Wow, that sounds a bit chaotic :D
So, do I get out right? You had almost a third of the grist as crystal?

Very, and yes. I was preparing all the recipes on a spreadsheet and preparing the tun when the whole household decided to come and cook supper and pancakes all around me. I fled with a scrap of paper and settled down in another place to weigh stuff so just wasn't thinking straight. Madness now i see what I've done. It tastes very nice but what have I made?

I could call it 'Crystal mess'
 
Done a mega lot of reading on how to use crystal and caramalts properly. With a max of 10-20% then this mistaken blend is not looking promising. So decided how to fix it whilst retaining a good spirit of curiosity and using this as a good learning curve.

Make a new brew of MO and Spelt to correct one version to be this recipe almost properly. Then split the rest into 4 litre demis with new MO and spelt in varying ratios of 0:4, 1:3, 2:2, 3:1 to see what happens. Then put some full on Crystal mess ones with experiments like orange peels, full on orange dry hops etc to embrace the caramels to see what happens.
 
Friday afternoon... it has taken all this time and all these beers to use up that 20 litres of silly maths mistake. Basically I'd put in ten times the amount of crystal due to a single decimal point error, and enough ignorance/stupidity not to automatically recognise it at the time.

Beer 1 = one gallon demijohn. I was so determined to taste your lovely beer. So restored the quantities to your original recipe by making enough Maris otter/wheat malt blend to dilute the 'crystal mess' to the right proportions. Used Lallemand English Ale London yeast. Summit/EKG hops.

Beer 2 = 20 litre carboy. Half and half 'crystal mess' to ''maris/wheat' blend. Lallemand English Ale London yeast. Summit/EKG/Cascade hops.

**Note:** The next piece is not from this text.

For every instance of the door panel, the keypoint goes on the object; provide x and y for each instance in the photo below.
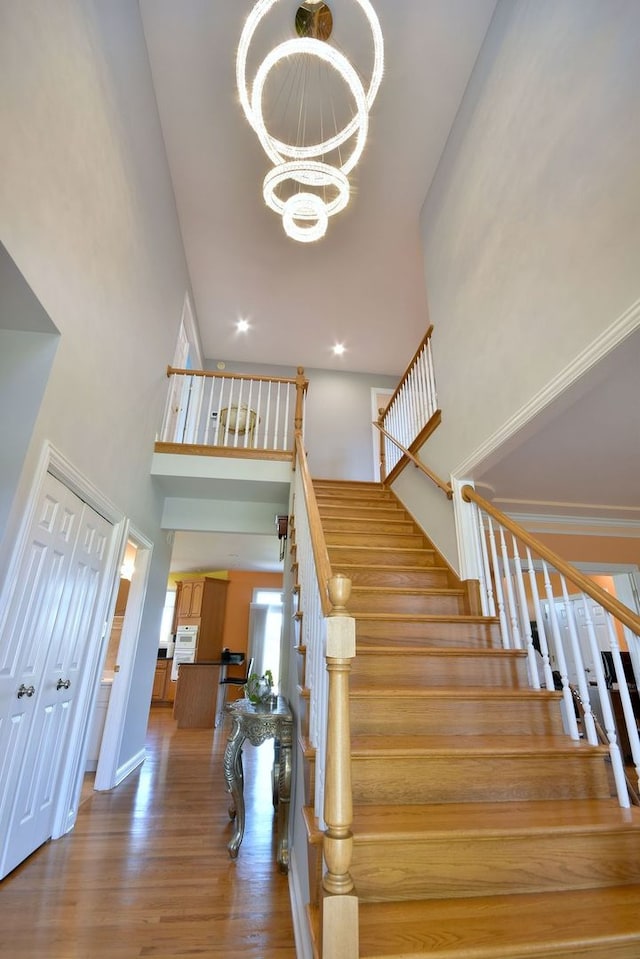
(50, 625)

Beer 3 = one gallon demijohn. Pure 'crystal mess' to see what it would turn into. Hops and yeast chosen to attempt to be citrusy/orangy to go with the dark caramel to make a marmalade beer. Lallemand Nottingham yeast with Amarillo hops and nectarine peel. Strong OG of 1:054. This'll either be vile or fabulous but I had to make it to find out.

Beer 4 = one gallon demijohn. Same idea as 3. Lallemand Nottingham yeast with Mandarina hops and nectarine peel. Same turbo OG. This is a gentler hop than Amarillo so we'll see.

Beer 5 = 12 litres in a bucket. A small beer made from the second runnings. It had to be boiled fast as it had begun fermenting on it's own with all these other goings on. Used Nottingham yeast. Summit + some mystery hops that I suspect are Citra. Low OG 1:024 so added 150g golden syrup.

Finally finished. A daft thing to do, but learned a lot and we'll have oodles of beer. We will taste this recipe after all as long as no infection sets in. Fingers crossed.